The University

Implementation Planning

After the university’s strategic vision for 2025 had been defined, the chancellor asked the provost to establish an Implementation Design Team and related workgroups charged with planning the critical steps toward realizing that fifteen-year vision, with an intense focus on priorities for the first five-year increment of the plan. A list of design team and workgroup members is available here.

Assessing Current Conditions and Designing the Plan

This phase of the strategic planning process had two critical components:

  • Rigorously assessing existing operational systems and resources, with the goal of understanding the university’s baseline condition and closing any critical deficits.
  • Methodically designing a full fifteen-year strategic plan, with special attention to its first five years, that addresses the areas of endeavor that are central to attaining the long-term vision.

The Implementation Design Team had three primary functions:

  • Keeping the planning process on schedule and appropriately focused on the overall strategic vision, and connecting and integrating the efforts of the workgroups.
  • Assuring adherence to the five major goals established for the first five years of the plan:
  1. advance student success and development;
  2. enrich and expand academic programs and research;
  3. improve the learning, teaching and working environment;
  4. establish a financial resource model consistent with the university’s vision statement;
  5. develop an infrastructure supportive of the preceding goals.
  • Developing and maintaining a comprehensive timeline and critical-path chart to monitor performance throughout the planning process.

The team communicated regularly with the provost, the Chancellor’s Executive Leadership Team, and the Faculty Council; it also drew information and support from throughout the university; and its representatives took part in more than 30 campus events at which they spoke and answered questions about the plan and the planning process.

Roles of the Implementation Workgroups

Working with and at the direction of the Implementation Design Team, six workgroups representing critical priorities designed the specific elements of the plan.
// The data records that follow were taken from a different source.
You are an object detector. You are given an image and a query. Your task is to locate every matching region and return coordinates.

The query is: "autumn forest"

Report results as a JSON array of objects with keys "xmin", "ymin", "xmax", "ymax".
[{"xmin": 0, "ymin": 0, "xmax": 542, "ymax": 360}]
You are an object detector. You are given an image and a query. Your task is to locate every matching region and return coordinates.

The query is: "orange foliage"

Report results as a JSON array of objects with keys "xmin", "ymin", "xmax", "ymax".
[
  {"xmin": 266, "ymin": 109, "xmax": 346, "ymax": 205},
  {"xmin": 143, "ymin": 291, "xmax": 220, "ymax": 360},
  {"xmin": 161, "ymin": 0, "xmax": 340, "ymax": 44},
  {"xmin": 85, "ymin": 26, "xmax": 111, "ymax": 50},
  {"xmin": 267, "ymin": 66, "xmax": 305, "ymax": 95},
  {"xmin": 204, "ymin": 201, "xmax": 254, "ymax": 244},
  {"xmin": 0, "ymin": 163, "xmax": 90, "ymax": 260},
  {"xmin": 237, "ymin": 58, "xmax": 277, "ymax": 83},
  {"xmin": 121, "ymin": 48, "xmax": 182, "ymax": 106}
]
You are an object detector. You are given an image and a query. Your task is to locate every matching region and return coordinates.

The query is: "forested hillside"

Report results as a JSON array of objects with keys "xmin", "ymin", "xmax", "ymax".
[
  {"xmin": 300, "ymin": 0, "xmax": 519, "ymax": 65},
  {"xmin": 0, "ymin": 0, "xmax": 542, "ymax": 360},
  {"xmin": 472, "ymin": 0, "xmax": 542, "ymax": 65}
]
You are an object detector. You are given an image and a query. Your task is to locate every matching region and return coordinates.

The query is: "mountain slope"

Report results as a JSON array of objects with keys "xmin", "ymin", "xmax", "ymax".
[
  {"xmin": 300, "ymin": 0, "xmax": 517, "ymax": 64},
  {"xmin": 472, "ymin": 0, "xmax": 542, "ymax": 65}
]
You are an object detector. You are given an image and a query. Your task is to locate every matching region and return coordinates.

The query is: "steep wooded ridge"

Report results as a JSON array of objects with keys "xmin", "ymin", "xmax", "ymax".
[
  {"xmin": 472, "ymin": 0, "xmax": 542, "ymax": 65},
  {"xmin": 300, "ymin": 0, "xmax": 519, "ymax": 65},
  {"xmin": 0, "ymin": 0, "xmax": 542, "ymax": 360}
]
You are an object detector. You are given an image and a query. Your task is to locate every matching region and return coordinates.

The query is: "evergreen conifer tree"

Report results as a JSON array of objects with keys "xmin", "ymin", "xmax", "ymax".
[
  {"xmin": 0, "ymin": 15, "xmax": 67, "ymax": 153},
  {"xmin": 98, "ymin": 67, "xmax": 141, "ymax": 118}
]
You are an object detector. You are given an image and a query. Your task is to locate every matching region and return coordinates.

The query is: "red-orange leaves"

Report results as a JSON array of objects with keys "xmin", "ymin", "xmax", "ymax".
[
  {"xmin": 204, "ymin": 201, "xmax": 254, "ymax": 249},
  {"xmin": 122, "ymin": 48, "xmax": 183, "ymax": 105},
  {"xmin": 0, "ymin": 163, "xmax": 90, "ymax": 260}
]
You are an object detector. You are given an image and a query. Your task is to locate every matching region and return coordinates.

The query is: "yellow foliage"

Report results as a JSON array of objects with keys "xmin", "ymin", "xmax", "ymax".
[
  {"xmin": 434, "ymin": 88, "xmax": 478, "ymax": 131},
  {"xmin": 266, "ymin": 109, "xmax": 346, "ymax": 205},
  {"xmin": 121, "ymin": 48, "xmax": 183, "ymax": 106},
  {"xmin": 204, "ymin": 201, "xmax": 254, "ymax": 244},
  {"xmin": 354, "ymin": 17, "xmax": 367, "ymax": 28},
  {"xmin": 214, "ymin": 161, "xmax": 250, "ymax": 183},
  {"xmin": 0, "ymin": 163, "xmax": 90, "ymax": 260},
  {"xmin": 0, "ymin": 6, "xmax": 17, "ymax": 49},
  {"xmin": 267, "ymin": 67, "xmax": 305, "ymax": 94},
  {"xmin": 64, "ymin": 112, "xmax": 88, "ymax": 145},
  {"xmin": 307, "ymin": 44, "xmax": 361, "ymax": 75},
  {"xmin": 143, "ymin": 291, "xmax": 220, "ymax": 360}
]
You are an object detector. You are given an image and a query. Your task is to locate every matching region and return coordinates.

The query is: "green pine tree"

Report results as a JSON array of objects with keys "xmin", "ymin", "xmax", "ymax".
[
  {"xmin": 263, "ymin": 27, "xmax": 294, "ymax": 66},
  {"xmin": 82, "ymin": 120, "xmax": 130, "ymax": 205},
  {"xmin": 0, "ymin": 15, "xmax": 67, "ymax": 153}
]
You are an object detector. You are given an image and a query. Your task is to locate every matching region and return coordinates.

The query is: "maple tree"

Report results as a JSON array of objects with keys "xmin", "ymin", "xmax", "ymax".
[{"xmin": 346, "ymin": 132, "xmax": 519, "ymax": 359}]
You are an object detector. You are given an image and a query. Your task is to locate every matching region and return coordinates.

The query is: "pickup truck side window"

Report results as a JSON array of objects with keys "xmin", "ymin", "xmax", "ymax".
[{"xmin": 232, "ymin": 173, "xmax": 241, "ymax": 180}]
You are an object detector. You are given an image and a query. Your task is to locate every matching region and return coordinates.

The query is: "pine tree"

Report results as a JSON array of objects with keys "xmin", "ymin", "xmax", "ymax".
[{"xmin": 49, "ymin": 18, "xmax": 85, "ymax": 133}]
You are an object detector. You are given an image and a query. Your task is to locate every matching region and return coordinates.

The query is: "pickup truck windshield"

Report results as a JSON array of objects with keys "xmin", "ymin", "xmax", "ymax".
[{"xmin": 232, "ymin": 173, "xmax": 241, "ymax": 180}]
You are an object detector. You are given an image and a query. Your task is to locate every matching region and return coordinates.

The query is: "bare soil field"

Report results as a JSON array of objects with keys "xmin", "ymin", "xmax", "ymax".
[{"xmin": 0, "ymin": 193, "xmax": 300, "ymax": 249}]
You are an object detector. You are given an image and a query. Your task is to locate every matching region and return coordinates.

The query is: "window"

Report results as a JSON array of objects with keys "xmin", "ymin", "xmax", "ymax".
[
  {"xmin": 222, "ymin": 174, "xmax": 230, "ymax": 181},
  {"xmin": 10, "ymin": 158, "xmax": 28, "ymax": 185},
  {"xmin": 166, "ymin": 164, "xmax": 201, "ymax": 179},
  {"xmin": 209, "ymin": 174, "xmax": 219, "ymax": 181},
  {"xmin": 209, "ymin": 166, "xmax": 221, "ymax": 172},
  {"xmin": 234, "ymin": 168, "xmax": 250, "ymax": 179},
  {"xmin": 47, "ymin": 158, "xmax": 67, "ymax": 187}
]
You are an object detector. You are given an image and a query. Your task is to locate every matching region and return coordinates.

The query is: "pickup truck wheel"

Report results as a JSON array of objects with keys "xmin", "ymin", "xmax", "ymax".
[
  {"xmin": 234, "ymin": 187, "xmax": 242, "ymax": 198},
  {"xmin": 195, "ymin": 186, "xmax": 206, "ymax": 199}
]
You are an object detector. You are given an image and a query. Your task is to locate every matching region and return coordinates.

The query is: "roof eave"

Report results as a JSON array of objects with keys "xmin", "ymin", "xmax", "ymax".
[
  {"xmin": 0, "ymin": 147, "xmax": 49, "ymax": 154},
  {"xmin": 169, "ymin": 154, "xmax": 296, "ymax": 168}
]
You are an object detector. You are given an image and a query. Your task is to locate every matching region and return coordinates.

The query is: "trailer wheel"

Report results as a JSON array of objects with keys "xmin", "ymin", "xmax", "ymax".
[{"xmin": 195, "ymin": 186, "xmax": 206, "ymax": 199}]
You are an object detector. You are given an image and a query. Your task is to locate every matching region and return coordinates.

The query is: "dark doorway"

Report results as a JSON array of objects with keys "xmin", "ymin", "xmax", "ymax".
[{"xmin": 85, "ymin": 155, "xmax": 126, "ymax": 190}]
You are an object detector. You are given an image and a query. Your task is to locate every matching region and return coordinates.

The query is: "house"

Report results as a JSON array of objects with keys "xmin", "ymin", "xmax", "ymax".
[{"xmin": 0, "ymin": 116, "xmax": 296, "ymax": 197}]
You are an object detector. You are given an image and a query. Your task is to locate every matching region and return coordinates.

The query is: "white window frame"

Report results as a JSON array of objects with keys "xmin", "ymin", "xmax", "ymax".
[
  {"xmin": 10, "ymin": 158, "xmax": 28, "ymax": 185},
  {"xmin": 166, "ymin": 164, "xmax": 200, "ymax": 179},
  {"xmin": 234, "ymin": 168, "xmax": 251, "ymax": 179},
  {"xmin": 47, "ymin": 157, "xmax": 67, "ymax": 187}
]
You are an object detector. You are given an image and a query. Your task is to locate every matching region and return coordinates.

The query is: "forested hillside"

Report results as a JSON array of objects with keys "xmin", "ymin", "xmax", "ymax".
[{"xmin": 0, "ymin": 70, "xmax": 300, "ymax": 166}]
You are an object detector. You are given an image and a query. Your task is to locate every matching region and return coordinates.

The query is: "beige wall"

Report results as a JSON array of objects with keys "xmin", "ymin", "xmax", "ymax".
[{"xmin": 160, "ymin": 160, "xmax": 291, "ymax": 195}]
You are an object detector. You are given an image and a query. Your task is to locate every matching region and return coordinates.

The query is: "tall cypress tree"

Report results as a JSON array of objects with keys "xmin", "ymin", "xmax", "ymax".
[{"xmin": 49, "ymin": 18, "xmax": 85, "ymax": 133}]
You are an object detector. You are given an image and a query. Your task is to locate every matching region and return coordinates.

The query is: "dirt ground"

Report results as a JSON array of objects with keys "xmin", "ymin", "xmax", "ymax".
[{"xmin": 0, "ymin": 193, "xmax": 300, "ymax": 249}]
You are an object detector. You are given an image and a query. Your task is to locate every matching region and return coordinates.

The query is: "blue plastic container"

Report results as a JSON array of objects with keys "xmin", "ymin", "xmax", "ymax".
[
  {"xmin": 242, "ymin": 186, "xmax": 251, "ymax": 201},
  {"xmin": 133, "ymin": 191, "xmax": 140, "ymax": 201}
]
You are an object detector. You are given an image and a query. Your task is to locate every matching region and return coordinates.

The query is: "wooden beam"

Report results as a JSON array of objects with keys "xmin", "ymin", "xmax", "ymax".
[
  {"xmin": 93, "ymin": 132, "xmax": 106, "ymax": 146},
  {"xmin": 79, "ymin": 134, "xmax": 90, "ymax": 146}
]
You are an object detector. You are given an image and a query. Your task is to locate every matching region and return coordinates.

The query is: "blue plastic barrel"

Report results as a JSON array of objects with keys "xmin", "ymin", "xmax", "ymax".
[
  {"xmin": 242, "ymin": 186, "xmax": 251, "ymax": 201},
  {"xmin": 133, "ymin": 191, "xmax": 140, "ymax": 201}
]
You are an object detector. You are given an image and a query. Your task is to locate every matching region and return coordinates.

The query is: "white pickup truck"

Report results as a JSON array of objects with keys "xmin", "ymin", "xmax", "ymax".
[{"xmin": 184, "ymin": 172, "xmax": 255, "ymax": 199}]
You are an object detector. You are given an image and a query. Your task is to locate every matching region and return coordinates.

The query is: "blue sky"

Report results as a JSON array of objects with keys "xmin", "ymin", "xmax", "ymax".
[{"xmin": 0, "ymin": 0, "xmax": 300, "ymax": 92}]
Their work included a rigorous assessment of the status quo, provided costs and timelines, and also considered whether outside consultant help might be essential to success.

The Academic Planning and Enrollment Workgroup took into account considerable work done, since the 2007-2010 strategic planning process began, on developing and understanding the requirements of enrollment growth. It also responded to increasing interest in UMass Boston’s attaining a higher ranking as a research university and generating dramatically increased sponsored research, which has led to a growing appreciation of the need for a number of new doctoral programs, as well as programs at the master’s level. Its major responsibilities included:

  • Developing a targeted enrollment growth and management plan, principally focused on where growth should occur (considering market demand, revenue potential, community good, and strategic planning objectives), in order to optimize cash generation and meet research university objectives.
  • Determining what will be required to support enrollment growth appropriately, considering both new and reallocated resources.
  • Working closely with the provost specifically to determine how many graduate programs and graduate degrees awarded will be required, what the cost of those programs will be, what they will require in terms of faculty hiring and research support, when they can be implemented, and where they will be housed.
  • Coordinating strategic planning with efforts to assess and improve the quality of teaching and learning at the university.
  • Developing a plan for establishing an Honors College.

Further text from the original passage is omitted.